Por: Ana Andrés
-¡Mira, James, es Remus!
James Potter abrazó a su amigo, muy contento de verle.
-¿Cómo estás, Lunático?
-Igual de bien que tú- le respondió el hombre lobo con una sonrisa.-Toma, Lily; alguien ha dejado esta carta en la entrada.
La joven le dio un abrazo y cogió la carta. Mientras James y Lupin hablaban animadamente en el salón, ella abrió el sobre; dentro había un pequeño pergamino con su nombre escrito en la parte de arriba. Lo desdobló y comenzó a leer.

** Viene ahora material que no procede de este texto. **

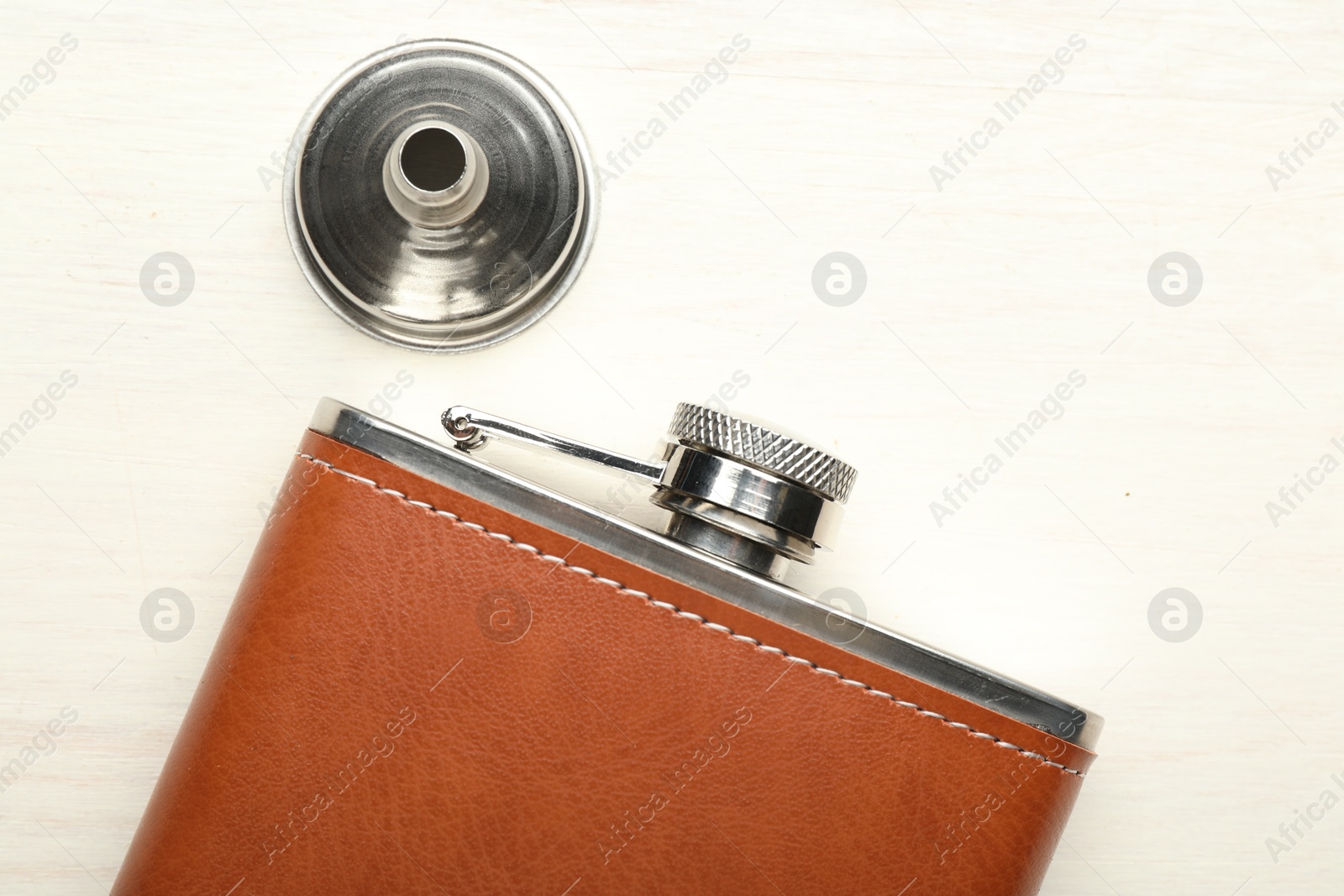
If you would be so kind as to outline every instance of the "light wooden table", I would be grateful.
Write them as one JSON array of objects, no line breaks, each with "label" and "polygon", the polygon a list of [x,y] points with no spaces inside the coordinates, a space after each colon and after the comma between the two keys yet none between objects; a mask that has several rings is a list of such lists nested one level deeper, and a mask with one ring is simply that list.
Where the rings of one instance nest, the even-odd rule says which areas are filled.
[{"label": "light wooden table", "polygon": [[[110,887],[321,395],[367,407],[406,371],[391,418],[414,429],[464,402],[644,455],[676,400],[741,371],[734,408],[862,470],[798,587],[1106,716],[1046,893],[1340,892],[1344,809],[1266,845],[1344,797],[1344,472],[1310,473],[1344,461],[1344,136],[1312,137],[1344,125],[1336,8],[435,3],[7,9],[0,763],[78,719],[0,794],[0,891]],[[513,52],[605,161],[735,35],[727,79],[612,168],[546,324],[422,356],[302,279],[271,169],[359,56]],[[981,148],[953,169],[962,138]],[[1317,148],[1289,172],[1298,138]],[[1267,165],[1292,176],[1274,189]],[[161,251],[195,273],[176,306],[140,287]],[[832,251],[866,269],[847,306],[812,287]],[[1202,270],[1181,306],[1148,285],[1172,251]],[[996,439],[1073,371],[1063,415],[1007,457]],[[989,453],[1003,469],[935,520]],[[1297,474],[1320,484],[1271,520]],[[161,587],[195,610],[177,642],[140,625]],[[1184,642],[1149,627],[1171,587],[1203,609]]]}]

Cuando terminó de leerla, las lágrimas cayeron de sus hermosos ojos verdes.
-Sev…- susurró Lily.
Aquellas fueron las últimas palabras que Severus Snape le dirigió, antes de que Lord Voldemort la asesinara mientras trataba de defender a su hijo Harry.

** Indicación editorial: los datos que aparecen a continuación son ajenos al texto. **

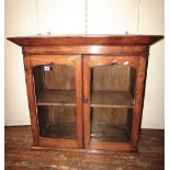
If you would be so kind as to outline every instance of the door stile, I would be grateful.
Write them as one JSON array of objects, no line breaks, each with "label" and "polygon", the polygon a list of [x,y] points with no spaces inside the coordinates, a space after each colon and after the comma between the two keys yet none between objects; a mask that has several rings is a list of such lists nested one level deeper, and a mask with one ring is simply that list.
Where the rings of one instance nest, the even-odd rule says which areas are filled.
[{"label": "door stile", "polygon": [[137,79],[136,79],[136,89],[135,89],[135,106],[133,113],[133,125],[132,125],[132,150],[137,150],[138,137],[140,131],[140,120],[143,111],[143,101],[144,101],[144,88],[146,80],[146,69],[147,69],[147,57],[139,57],[139,66],[137,68]]},{"label": "door stile", "polygon": [[83,147],[83,121],[82,121],[82,59],[81,56],[75,57],[76,73],[76,105],[77,105],[77,138],[78,147]]},{"label": "door stile", "polygon": [[27,91],[27,100],[29,100],[29,110],[31,117],[31,128],[33,133],[33,141],[34,146],[39,145],[39,126],[36,114],[36,102],[35,102],[35,88],[33,81],[33,69],[31,67],[30,57],[24,57],[24,69],[25,69],[25,82],[26,82],[26,91]]}]

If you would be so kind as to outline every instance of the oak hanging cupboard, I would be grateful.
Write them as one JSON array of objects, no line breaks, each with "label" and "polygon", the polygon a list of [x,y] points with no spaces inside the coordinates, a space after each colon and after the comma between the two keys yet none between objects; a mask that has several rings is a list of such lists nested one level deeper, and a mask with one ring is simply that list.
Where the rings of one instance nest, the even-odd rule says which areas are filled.
[{"label": "oak hanging cupboard", "polygon": [[35,147],[137,150],[149,46],[157,35],[25,36]]}]

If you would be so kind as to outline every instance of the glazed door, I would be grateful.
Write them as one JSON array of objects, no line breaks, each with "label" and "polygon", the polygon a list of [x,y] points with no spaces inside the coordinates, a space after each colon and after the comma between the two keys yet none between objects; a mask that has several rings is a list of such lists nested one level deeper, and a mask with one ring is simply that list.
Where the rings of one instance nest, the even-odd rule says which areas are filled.
[{"label": "glazed door", "polygon": [[[137,56],[83,56],[84,147],[131,150],[138,132],[135,113]],[[141,91],[143,92],[143,91]]]},{"label": "glazed door", "polygon": [[30,64],[27,89],[35,94],[29,94],[34,144],[82,148],[81,56],[33,55],[24,60]]}]

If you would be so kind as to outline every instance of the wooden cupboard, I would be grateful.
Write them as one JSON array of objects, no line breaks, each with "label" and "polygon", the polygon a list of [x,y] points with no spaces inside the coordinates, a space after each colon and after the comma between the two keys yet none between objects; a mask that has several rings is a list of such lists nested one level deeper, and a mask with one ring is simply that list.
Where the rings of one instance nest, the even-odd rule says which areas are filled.
[{"label": "wooden cupboard", "polygon": [[137,150],[149,46],[161,35],[25,36],[36,147]]}]

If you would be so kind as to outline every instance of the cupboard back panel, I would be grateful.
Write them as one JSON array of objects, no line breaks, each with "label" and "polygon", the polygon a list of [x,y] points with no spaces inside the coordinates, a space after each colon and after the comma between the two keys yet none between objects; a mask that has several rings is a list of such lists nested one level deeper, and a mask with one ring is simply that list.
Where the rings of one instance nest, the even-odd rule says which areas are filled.
[{"label": "cupboard back panel", "polygon": [[75,72],[70,66],[53,66],[53,70],[44,72],[46,89],[75,89]]},{"label": "cupboard back panel", "polygon": [[[34,68],[35,91],[38,94],[45,89],[72,90],[75,89],[73,68],[70,66],[50,66],[50,70],[44,70],[44,66]],[[117,65],[94,67],[91,71],[92,90],[134,91],[135,70],[131,67]],[[133,94],[133,93],[132,93]],[[73,123],[75,109],[65,106],[47,106],[50,114],[46,116],[49,123]],[[94,107],[92,117],[94,123],[125,125],[127,109]],[[43,115],[43,114],[42,114]],[[43,116],[45,117],[45,115]],[[43,126],[43,125],[41,125]]]},{"label": "cupboard back panel", "polygon": [[112,124],[126,126],[127,110],[114,107],[92,107],[91,121],[94,124]]},{"label": "cupboard back panel", "polygon": [[123,67],[118,65],[94,67],[91,73],[93,90],[129,90],[129,67]]}]

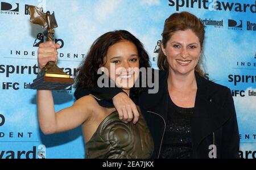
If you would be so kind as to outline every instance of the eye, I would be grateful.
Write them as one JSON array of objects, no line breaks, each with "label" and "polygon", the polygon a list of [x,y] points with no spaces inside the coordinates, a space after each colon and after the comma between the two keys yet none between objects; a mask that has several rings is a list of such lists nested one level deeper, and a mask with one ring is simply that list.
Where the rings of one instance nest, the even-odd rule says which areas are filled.
[{"label": "eye", "polygon": [[138,59],[137,58],[133,58],[133,59],[131,59],[131,62],[137,62],[138,61]]},{"label": "eye", "polygon": [[113,61],[112,62],[112,63],[115,63],[115,64],[117,64],[119,63],[120,62],[120,61],[119,60],[115,60],[115,61]]},{"label": "eye", "polygon": [[190,45],[190,46],[189,46],[189,48],[190,49],[195,49],[195,48],[196,48],[196,46],[195,46],[195,45]]},{"label": "eye", "polygon": [[177,44],[175,44],[172,46],[174,47],[175,48],[180,48],[180,45]]}]

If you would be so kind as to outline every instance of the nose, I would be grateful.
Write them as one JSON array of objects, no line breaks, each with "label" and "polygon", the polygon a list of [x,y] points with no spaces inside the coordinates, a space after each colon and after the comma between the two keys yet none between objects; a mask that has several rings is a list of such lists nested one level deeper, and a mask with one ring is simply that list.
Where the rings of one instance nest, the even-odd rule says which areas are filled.
[{"label": "nose", "polygon": [[184,59],[186,59],[188,57],[188,52],[187,48],[184,48],[182,49],[181,52],[181,57]]},{"label": "nose", "polygon": [[123,68],[125,69],[125,70],[126,70],[126,71],[129,72],[129,68],[130,68],[130,65],[128,63],[128,62],[124,62],[122,66]]}]

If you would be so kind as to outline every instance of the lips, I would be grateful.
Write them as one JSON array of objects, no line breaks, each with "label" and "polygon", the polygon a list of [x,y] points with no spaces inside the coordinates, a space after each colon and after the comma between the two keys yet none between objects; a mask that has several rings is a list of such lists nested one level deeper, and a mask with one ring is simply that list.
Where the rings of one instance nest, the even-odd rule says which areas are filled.
[{"label": "lips", "polygon": [[129,79],[133,77],[133,74],[126,74],[126,75],[121,75],[119,76],[122,79]]},{"label": "lips", "polygon": [[189,63],[192,62],[192,60],[176,60],[177,62],[181,66],[187,66],[189,65]]}]

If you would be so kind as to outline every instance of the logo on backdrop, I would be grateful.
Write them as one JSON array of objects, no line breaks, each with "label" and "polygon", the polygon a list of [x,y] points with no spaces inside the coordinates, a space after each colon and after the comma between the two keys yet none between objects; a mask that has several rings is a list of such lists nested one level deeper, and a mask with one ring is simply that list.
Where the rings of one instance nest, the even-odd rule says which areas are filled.
[{"label": "logo on backdrop", "polygon": [[158,40],[156,42],[156,45],[155,46],[155,49],[154,50],[154,53],[158,53],[160,50],[160,48],[161,47],[162,40]]},{"label": "logo on backdrop", "polygon": [[28,150],[1,150],[0,159],[46,159],[46,147],[43,144],[33,146]]},{"label": "logo on backdrop", "polygon": [[256,31],[256,23],[247,21],[246,22],[246,29],[247,31]]},{"label": "logo on backdrop", "polygon": [[10,3],[5,2],[1,2],[1,14],[18,15],[19,3]]},{"label": "logo on backdrop", "polygon": [[214,28],[223,28],[223,19],[221,20],[212,20],[207,18],[204,19],[199,18],[199,19],[205,26],[213,26]]},{"label": "logo on backdrop", "polygon": [[0,126],[3,126],[5,122],[5,117],[3,114],[0,114]]},{"label": "logo on backdrop", "polygon": [[242,30],[243,22],[241,20],[234,20],[233,19],[228,20],[229,29]]},{"label": "logo on backdrop", "polygon": [[[25,15],[30,15],[30,12],[29,10],[29,5],[25,5],[25,10],[24,10],[24,14]],[[40,10],[42,12],[43,12],[43,8],[42,7],[39,8]]]},{"label": "logo on backdrop", "polygon": [[[220,0],[168,0],[168,5],[170,7],[175,7],[179,11],[180,8],[197,8],[209,11],[225,11],[226,12],[234,11],[237,12],[256,13],[256,1],[255,3],[241,3],[238,2],[230,2],[228,1]],[[254,3],[254,2],[253,2]],[[183,10],[183,9],[181,9]]]}]

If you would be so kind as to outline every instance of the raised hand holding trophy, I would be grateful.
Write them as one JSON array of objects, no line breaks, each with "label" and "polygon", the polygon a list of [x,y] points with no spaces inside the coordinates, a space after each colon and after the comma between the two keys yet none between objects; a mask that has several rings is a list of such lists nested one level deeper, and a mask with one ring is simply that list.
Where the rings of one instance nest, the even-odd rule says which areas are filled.
[{"label": "raised hand holding trophy", "polygon": [[[30,6],[30,22],[35,24],[42,26],[46,30],[44,35],[47,41],[53,40],[54,28],[58,27],[55,19],[54,12],[50,14],[49,11],[46,14],[34,6]],[[55,62],[49,62],[41,71],[38,73],[36,79],[30,85],[30,88],[45,90],[65,90],[74,83],[74,79],[60,69]]]}]

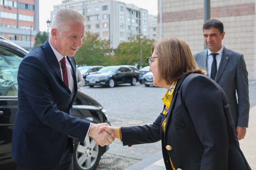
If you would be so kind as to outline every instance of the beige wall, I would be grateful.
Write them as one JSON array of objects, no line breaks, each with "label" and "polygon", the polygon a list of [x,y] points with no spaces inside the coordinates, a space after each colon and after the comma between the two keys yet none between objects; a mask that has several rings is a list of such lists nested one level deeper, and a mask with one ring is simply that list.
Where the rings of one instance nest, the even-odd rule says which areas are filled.
[{"label": "beige wall", "polygon": [[[160,0],[158,0],[158,39],[160,38]],[[203,49],[202,27],[203,1],[162,0],[162,37],[186,41],[195,54]],[[211,18],[224,25],[225,47],[243,54],[250,79],[255,75],[255,0],[211,1]]]}]

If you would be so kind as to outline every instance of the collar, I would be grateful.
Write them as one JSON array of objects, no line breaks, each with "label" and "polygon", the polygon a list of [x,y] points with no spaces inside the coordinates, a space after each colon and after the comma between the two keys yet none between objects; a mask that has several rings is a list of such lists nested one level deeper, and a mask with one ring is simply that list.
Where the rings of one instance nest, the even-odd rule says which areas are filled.
[{"label": "collar", "polygon": [[51,47],[52,48],[52,49],[53,50],[53,52],[54,53],[54,54],[55,54],[55,56],[56,56],[56,58],[57,58],[57,60],[58,60],[58,62],[59,62],[60,60],[61,60],[61,59],[63,57],[66,57],[67,56],[65,55],[65,56],[63,56],[61,54],[60,54],[60,53],[57,51],[55,50],[54,48],[52,46],[52,45],[50,43],[50,42],[48,41],[48,42],[49,42],[49,44],[50,45],[50,46],[51,46]]},{"label": "collar", "polygon": [[[217,53],[219,55],[221,55],[222,54],[222,53],[223,52],[223,49],[224,48],[224,46],[223,46],[223,45],[222,45],[222,46],[221,47],[221,48],[217,52],[215,53]],[[211,50],[208,48],[208,56],[209,56],[209,55],[212,54],[212,53],[213,53],[211,51]]]},{"label": "collar", "polygon": [[177,81],[176,81],[172,83],[170,89],[167,90],[162,98],[162,101],[163,101],[165,105],[168,106],[168,107],[170,107],[170,105],[171,105],[171,102],[176,83]]}]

La carta continuó guardada durante muchos años en un pequeño cofre que Lily había enterrado, hasta que el tiempo redujo a polvo los últimos versos de un hombre enamorado; los versos más ciertos que ningún mago llegará a escribir jamás.

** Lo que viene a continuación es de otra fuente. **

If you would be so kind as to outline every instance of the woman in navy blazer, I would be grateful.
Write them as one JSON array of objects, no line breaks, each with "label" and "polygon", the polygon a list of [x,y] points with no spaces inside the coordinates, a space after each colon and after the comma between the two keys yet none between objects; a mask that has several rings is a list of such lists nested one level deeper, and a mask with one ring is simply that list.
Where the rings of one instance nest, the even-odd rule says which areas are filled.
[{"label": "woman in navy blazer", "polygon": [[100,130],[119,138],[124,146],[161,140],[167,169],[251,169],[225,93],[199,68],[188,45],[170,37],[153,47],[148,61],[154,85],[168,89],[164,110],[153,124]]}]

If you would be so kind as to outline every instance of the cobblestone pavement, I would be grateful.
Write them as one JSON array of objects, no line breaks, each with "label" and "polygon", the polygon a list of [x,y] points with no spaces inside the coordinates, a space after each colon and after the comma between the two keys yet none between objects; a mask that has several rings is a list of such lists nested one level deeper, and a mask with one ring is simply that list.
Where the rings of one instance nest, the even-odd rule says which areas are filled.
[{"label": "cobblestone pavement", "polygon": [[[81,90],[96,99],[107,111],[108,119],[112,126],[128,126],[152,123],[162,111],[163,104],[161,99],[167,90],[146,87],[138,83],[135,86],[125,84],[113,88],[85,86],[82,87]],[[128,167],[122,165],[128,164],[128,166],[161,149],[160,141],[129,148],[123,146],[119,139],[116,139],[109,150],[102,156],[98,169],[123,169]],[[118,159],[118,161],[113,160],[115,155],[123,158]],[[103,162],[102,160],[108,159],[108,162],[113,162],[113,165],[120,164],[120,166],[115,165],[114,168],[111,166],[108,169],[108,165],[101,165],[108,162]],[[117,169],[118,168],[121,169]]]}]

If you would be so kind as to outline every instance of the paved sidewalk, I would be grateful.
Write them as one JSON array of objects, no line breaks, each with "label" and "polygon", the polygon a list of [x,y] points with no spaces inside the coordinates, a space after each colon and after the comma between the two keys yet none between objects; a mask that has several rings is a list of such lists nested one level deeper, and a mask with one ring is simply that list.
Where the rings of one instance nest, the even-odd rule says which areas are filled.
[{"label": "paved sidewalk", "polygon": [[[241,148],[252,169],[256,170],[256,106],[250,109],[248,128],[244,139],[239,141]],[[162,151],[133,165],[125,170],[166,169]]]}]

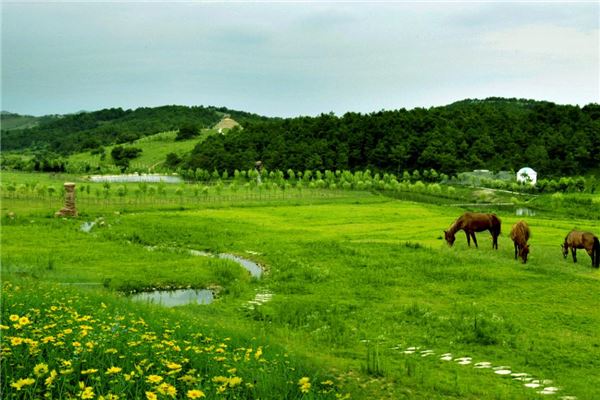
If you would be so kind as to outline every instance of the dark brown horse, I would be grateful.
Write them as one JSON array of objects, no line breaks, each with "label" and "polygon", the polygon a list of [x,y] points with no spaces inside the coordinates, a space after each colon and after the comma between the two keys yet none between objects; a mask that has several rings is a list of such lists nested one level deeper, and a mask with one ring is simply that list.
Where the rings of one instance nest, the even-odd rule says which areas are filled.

Por siempre te quise, y no te olvidaré.
Yo nunca creí
Que más allá de ti
Que más allá de mí
Fuese algo más de lo que fui
Yo no quise ir
Tan lejos de ti
Tan lejos de mí
Mis palabras me obligaron a partir
Yo jamás reí
Aquello que decían de ti
Aquello que decían de mí
Pero tú sonreías, y yo sonreí
Sabes que puedo decir
Que el corazón que hay dentro de mí
Murió, muere y morirá por ti.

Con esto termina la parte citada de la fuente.